TV Review: Elizabeth (2005)

Helen Mirren’s take on Elizabeth I proves a hefty but watchable series

“The enemy of the monarch is the over-mighty subject”

2005 saw Helen Mirren take on Elizabeth II in The Queen but also her namesake Elizabeth I in a Channel 4 miniseries, joining the list of iconic actresses who have portrayed Gloriana. Elizabeth is split into two distinct parts, each focusing on the romantic attachment of the time rather than the major events of her reign, so the opening two hour segment kicks in the final year of her relationship with the Earl of Leicester and the second turns its gaze onto the Earl of Essex. It’s an interesting take on the queen, Elizabeth as doomed romantic heroine, but one which feels problematic at times as it challenges our pre-conceived notions of this monarch.

Starting 20 years into her reign at which point her lack of marriage and issue were long debated, Nigel Williams’ script is forced to set the scene as if this were brand new so that the audience can catch up. So a long time is spent establishing her as a light spirit, emotionally – almost frivolously – concerned with matters of the heart and womb, with little sense of the monarch that she has already been for two decades. There’s a certain naiveté, which Mirren does play beautifully, that feels somehow wrong, modern attitudes imposed on Elizabethan times and jarring. That said, her early interactions with Jeremy Irons’ Leicester as a playful lover are lovely to behold.

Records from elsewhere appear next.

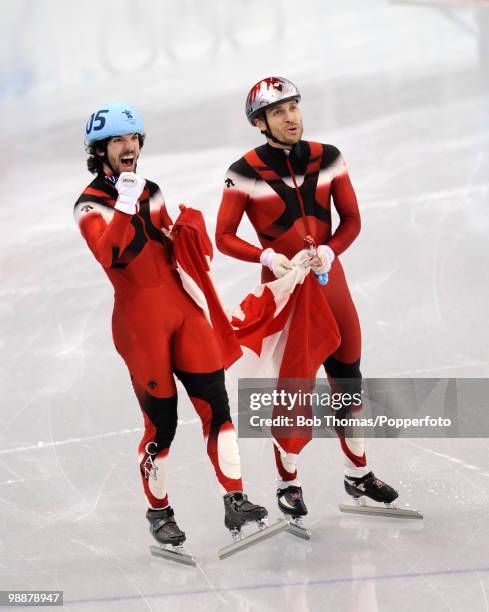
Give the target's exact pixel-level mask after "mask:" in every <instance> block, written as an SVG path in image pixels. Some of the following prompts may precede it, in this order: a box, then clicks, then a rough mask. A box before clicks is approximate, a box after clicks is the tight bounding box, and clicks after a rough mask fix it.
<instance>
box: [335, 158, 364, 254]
mask: <svg viewBox="0 0 489 612" xmlns="http://www.w3.org/2000/svg"><path fill="white" fill-rule="evenodd" d="M337 163H338V170H337V173H336V175H335V177H334V178H333V181H332V183H331V195H332V196H333V201H334V205H335V208H336V210H337V211H338V214H339V216H340V223H339V225H338V227H337V228H336V231H335V232H334V234H333V235H332V236H331V238H330V239H329V240H328V243H327V246H329V247H330V248H331V249H333V251H334V252H335V254H336V255H340V254H341V253H343V251H345V250H346V249H347V248H348V247H349V246H350V244H351V243H352V242H353V241H354V240H355V238H356V237H357V236H358V234H359V233H360V226H361V222H360V212H359V210H358V203H357V197H356V195H355V191H354V190H353V186H352V184H351V181H350V177H349V175H348V170H347V168H346V164H345V162H344V161H343V159H342V158H341V157H340V159H339V160H338V162H337Z"/></svg>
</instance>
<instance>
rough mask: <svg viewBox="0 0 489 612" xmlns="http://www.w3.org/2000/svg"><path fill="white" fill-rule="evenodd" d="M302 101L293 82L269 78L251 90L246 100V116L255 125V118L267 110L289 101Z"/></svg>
mask: <svg viewBox="0 0 489 612" xmlns="http://www.w3.org/2000/svg"><path fill="white" fill-rule="evenodd" d="M300 99H301V94H300V93H299V90H298V89H297V87H296V86H295V85H294V83H292V81H289V80H288V79H284V78H282V77H267V78H266V79H262V80H261V81H258V83H256V84H255V85H253V87H252V88H251V89H250V93H249V94H248V97H247V98H246V116H247V117H248V121H249V122H250V123H251V125H255V118H256V117H257V116H258V115H259V114H260V113H262V112H263V111H264V110H265V109H266V108H270V107H272V106H274V105H275V104H281V103H282V102H288V101H289V100H297V101H298V102H299V100H300Z"/></svg>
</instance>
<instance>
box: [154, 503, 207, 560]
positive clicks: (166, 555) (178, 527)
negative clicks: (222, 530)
mask: <svg viewBox="0 0 489 612" xmlns="http://www.w3.org/2000/svg"><path fill="white" fill-rule="evenodd" d="M146 518H147V519H148V521H149V531H150V533H151V535H152V536H153V537H154V539H155V540H156V541H157V542H158V544H159V546H150V551H151V554H152V555H154V556H156V557H164V558H165V559H171V560H172V561H177V562H178V563H185V564H186V565H195V564H196V563H195V560H194V558H193V557H192V556H191V555H189V554H187V553H186V552H185V551H184V549H183V546H182V545H183V543H184V542H185V539H186V537H185V533H184V532H183V531H181V529H180V528H179V527H178V525H177V523H176V522H175V518H174V512H173V508H171V507H170V506H168V507H167V508H164V509H163V510H151V509H148V511H147V512H146Z"/></svg>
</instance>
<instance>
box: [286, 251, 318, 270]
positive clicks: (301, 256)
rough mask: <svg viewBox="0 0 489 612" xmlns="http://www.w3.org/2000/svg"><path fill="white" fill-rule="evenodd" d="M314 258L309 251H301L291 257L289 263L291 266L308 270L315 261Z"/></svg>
mask: <svg viewBox="0 0 489 612" xmlns="http://www.w3.org/2000/svg"><path fill="white" fill-rule="evenodd" d="M316 259H317V258H316V256H315V255H314V254H313V253H311V251H310V249H302V251H299V252H298V253H296V254H295V255H294V257H292V259H291V260H290V263H291V264H292V265H293V266H301V267H302V268H310V267H311V266H312V265H313V263H314V261H315V260H316Z"/></svg>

When the seriousness comes, after a particularly heinous plot against her life led by Barbara Flynn’s sickly Mary Queen of Scots, the whirl of politics seizes all in its grip and the action does become more historically based. The men of her court – Ian McDiarmid, Patrick Malahide and latterly Toby Jones – are all sagely tolerant of her inimitable style of ruling, especially in later years when her preference for the buff charms of Hugh Dancy’s silver-tongued Essex led her to promote him beyond his station and his dreams, and the whole thing feels much more convincing when Elizabeth is raging against the advancing years as opposed to the emptiness of her marital bed.

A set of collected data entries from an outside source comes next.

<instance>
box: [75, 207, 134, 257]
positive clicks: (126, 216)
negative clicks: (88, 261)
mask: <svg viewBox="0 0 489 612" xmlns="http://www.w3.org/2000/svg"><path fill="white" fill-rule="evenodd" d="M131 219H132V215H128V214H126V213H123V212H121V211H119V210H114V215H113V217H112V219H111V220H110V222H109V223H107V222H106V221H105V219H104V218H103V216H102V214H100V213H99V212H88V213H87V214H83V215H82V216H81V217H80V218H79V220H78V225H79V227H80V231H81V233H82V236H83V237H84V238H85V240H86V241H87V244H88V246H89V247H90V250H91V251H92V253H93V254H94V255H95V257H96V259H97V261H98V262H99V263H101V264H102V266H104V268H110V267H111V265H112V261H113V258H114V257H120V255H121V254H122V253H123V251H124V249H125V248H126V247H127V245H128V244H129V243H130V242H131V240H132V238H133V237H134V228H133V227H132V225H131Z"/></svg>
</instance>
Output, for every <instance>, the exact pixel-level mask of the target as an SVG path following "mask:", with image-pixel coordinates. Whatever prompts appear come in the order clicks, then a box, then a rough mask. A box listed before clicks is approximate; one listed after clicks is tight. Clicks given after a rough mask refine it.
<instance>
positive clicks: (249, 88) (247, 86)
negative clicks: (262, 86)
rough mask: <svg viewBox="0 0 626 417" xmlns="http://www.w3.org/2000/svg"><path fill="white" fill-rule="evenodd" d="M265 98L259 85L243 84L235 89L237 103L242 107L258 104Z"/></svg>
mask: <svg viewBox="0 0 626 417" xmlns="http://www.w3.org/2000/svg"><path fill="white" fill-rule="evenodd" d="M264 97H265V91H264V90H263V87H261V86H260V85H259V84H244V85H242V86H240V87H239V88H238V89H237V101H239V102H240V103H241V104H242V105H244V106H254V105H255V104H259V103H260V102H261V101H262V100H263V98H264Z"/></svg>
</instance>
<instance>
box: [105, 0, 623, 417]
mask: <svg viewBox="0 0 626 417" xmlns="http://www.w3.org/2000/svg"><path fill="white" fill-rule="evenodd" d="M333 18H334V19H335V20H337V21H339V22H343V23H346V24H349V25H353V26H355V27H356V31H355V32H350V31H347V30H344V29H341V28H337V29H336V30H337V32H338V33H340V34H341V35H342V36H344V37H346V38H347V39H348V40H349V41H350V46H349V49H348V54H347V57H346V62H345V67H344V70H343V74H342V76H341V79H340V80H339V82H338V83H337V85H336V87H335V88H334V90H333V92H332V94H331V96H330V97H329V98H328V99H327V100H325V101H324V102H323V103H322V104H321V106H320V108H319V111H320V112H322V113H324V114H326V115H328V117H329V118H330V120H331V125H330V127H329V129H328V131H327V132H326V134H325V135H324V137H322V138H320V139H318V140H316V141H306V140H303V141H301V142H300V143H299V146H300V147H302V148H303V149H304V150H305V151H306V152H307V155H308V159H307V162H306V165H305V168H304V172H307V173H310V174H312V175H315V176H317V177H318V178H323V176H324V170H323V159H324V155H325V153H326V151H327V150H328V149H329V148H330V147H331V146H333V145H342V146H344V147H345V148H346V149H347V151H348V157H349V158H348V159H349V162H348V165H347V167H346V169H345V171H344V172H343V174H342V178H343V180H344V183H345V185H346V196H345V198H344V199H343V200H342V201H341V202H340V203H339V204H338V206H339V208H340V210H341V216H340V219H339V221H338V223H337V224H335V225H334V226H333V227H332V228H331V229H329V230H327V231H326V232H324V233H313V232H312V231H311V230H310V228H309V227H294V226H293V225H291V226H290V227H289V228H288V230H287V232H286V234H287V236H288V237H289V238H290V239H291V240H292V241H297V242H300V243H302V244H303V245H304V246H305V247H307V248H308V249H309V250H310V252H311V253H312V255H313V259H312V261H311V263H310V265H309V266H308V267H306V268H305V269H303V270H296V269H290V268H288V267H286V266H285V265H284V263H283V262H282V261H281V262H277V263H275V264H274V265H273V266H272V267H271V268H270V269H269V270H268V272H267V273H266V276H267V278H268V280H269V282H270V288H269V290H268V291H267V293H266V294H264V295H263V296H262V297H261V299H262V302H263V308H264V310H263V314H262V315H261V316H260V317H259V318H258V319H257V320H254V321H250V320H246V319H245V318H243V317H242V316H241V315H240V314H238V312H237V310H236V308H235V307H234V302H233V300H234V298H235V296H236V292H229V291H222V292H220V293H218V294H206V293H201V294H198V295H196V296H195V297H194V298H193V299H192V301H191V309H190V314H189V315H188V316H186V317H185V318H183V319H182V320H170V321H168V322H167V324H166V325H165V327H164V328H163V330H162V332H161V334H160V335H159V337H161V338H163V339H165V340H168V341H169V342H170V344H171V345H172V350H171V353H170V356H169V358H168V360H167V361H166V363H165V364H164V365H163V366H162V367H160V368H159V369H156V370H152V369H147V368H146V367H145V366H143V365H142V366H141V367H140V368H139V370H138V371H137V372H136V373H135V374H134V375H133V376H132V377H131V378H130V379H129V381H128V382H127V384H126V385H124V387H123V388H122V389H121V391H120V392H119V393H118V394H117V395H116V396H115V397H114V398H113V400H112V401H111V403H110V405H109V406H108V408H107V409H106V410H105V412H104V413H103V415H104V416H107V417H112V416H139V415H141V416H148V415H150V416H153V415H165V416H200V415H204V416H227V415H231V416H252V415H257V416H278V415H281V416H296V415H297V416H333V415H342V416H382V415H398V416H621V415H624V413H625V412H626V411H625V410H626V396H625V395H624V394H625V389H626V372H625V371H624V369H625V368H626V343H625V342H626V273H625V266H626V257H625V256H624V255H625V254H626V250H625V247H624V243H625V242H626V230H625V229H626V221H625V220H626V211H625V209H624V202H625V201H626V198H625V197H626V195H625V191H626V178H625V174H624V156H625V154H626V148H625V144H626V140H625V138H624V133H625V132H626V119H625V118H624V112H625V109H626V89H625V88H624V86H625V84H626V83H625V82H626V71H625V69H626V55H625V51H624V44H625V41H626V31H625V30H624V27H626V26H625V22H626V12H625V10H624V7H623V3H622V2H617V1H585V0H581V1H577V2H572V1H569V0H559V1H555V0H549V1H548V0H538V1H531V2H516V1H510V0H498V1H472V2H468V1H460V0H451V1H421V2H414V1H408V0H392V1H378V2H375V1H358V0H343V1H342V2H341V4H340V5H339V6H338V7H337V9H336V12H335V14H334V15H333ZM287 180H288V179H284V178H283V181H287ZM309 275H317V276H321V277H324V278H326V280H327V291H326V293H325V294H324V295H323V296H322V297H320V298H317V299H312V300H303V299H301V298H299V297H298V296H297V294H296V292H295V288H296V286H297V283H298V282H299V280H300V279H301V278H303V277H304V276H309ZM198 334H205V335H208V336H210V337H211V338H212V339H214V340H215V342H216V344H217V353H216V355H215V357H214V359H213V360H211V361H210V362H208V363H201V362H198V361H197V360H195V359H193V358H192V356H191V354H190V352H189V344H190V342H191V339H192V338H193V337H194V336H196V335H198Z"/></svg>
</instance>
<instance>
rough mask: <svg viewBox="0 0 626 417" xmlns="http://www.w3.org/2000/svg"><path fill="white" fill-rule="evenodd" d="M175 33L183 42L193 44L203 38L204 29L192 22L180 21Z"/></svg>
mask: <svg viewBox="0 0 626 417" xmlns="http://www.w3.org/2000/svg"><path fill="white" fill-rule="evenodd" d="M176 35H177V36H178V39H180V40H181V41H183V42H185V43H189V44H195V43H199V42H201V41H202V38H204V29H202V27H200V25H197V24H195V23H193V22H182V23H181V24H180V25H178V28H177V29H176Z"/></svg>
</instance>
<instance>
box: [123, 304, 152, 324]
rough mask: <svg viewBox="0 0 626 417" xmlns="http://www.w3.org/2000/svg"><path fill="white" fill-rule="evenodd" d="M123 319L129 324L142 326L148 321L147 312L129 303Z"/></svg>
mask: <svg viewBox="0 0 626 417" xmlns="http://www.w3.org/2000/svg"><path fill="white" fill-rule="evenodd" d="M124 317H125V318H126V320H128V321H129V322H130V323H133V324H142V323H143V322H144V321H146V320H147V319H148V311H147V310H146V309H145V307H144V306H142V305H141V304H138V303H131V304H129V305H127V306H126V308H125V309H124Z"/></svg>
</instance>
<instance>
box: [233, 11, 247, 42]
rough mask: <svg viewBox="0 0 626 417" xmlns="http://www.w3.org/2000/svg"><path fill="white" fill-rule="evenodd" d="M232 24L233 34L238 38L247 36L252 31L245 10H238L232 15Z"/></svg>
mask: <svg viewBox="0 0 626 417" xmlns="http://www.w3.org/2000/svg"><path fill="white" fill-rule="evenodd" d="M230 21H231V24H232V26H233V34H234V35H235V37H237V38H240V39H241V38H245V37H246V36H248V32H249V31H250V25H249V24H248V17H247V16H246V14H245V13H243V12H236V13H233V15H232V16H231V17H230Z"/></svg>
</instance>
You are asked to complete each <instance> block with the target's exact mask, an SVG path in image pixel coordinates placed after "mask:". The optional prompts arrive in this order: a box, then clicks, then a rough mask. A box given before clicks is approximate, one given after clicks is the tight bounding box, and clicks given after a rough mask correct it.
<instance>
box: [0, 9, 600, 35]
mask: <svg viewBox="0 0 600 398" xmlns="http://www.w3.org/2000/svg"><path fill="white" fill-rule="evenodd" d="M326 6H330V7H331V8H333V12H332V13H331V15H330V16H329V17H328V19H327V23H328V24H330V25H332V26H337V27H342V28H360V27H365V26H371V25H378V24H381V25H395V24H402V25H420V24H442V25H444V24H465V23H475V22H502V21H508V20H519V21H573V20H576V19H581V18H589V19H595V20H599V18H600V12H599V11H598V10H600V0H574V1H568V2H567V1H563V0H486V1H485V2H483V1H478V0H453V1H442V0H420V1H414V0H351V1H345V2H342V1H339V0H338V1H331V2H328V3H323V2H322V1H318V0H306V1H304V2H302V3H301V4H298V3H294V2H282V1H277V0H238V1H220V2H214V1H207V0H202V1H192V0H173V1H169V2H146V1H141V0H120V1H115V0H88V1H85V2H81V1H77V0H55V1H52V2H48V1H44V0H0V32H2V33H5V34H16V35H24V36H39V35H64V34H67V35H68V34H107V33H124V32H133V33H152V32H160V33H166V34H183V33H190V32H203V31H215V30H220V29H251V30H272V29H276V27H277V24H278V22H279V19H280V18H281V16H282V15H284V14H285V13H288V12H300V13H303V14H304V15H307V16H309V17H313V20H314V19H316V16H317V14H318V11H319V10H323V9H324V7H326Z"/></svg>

Mirren’s complex portrayal of the queen may not necessarily go down in many people’s top 5 I would have thought, but it is still strong, especially given the excellent production values of Tom Hooper’s work. But the thing that lingers most in the mind is the viscerally brutal scenes of torture – decapitation, disembowelment, racking, none of the gory details are spared as enemies are treated with an increasingly firm grip. At nearly four hours, this is somewhat of an indulgent series, good rather than excellent but worth a watch on a rainy Sunday.